Daniel Zhao

Members of the Urban Improvement Corps, founded in 1968, are celebrating the organization’s 50th anniversary this year, marking the occasion by doubling the number of tutors they have and celebrating with students’ families.

Affiliated with the Afro-American Cultural Center, the Urban Improvement Corps is a campus group that provides mentoring and tutoring services to public school students in the New Haven area. According to Siduri Beckman ’20, co-president of the UIC, the group is not just about academics. It also encourages creating community bonds and friendships between undergraduate tutors and students.

“The UIC is a collection of undergraduates that are really invested in addressing public education and equality, especially in New Haven,” Beckman told the News. “It’s a relationship beyond just academic help.”

The group has 35 members, the majority of which are University undergraduates. Each Yale student, who is typically involved for all four of their years in New Haven, works with two students from New Haven public schools.

According to Beckman, the longevity of the tutoring experience helps establish a long-lasting mentorship between students and tutors — one of the group’s key principles.

The Urban Improvement Corps is currently assisting 100 local high school students, about 45 of whom receive one-on-one tutoring and 60 of whom participate in small “core” classes on subjects ranging from creative writing to computer programming. The undergraduate tutors play a key role in both programs.

“Our teachers come from all kinds of backgrounds, but they’re committed to mentorship and forming relationships with students and really thinking critically about public education,” Beckman said.

She added that many of the group’s tutors are members of the Education Studies program — a selective, interdisciplinary program that focuses on current and past education policy — or Splash at Yale, another campus education group.

Twice each year, undergraduate and graduate students in Splash at Yale teach classes on a topic of their choice to New Haven public school students.

Beckman said that the UIC is strongly affiliated with the the Afro-American Cultural Center, calling the educational organization a “house” group. Beckman noted that much of the group’s funding comes from the cultural center and that identity is an important part of the UIC and a concept that the group thinks about “a lot” in terms of education.

In interviews with the News, Beckman and her co-president Marie Gaye ’20 said they are trying to “increase the community identity” of students’ families through a range of events, including movie screenings and a “Science Day” for program participants and their families, organized through a partnership with the Yale Undergraduate Aerospace Association.

This year, the group is also celebrating its 50th anniversary. Beckman noted that they will be celebrating with the UIC families in a party at the end of the semester.

Gaye, who is also a tutor with the group, described her involvement with UIC as “one of the most fulfilling” experiences at Yale, specifically praising how the organization links the Afro-American Cultural Center with the New Haven community.

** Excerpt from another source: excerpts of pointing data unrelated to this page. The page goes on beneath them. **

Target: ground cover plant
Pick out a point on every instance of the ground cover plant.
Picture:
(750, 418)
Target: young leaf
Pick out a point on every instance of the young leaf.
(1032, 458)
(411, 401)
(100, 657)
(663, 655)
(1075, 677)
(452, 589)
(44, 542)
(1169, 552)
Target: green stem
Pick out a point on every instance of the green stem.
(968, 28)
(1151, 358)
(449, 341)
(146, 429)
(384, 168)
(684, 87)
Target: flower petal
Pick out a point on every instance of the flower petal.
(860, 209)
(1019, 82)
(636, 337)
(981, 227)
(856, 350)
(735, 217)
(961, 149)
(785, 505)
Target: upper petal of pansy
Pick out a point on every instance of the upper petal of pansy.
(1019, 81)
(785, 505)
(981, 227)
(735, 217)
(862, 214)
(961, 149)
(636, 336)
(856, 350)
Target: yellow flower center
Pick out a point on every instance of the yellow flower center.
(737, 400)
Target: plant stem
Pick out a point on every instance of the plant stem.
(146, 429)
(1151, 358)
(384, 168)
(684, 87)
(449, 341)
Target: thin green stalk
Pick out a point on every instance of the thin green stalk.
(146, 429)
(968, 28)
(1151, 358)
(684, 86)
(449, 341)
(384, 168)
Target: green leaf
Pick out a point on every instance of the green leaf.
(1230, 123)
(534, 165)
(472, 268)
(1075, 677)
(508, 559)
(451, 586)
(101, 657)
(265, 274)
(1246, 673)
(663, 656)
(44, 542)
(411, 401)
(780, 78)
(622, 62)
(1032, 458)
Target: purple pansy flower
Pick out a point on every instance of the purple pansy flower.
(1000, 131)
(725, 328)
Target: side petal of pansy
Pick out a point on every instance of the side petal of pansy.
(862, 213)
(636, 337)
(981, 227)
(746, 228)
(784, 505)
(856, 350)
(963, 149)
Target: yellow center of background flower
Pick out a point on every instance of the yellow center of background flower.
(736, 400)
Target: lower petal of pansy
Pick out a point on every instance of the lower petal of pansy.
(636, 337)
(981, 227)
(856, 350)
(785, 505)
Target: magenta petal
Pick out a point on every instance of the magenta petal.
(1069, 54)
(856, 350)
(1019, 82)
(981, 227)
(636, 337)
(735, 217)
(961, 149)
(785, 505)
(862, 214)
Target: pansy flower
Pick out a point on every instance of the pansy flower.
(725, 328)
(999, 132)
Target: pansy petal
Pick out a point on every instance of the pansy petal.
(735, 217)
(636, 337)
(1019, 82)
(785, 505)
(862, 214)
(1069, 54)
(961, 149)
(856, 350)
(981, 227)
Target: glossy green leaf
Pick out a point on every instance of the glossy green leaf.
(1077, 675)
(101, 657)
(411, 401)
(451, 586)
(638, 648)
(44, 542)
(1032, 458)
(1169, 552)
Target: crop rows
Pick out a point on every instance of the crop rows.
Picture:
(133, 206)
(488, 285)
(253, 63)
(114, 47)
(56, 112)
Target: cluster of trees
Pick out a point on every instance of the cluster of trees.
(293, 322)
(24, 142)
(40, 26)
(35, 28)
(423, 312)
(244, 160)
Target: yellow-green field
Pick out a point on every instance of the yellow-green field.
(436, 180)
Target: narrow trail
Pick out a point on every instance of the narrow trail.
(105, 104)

“[I] love that we bridge the Afro-American Cultural Center with the Greater New Haven community,” Gaye told the News. “It’s powerful that Yale kids like me who attended public schools and didn’t come from the privilege and backgrounds that many of our peers did can form relationships with youth and let them know that anything is possible.”

Tahj Lakey ’21, another tutor, praised the group’s approach of creating an environment for their tutees that is “both affirming and supportive” of their identities, noting that this emphasis on mentorship is “the most important aspect” of teaching students.

The Afro-American Cultural House was founded in 1969.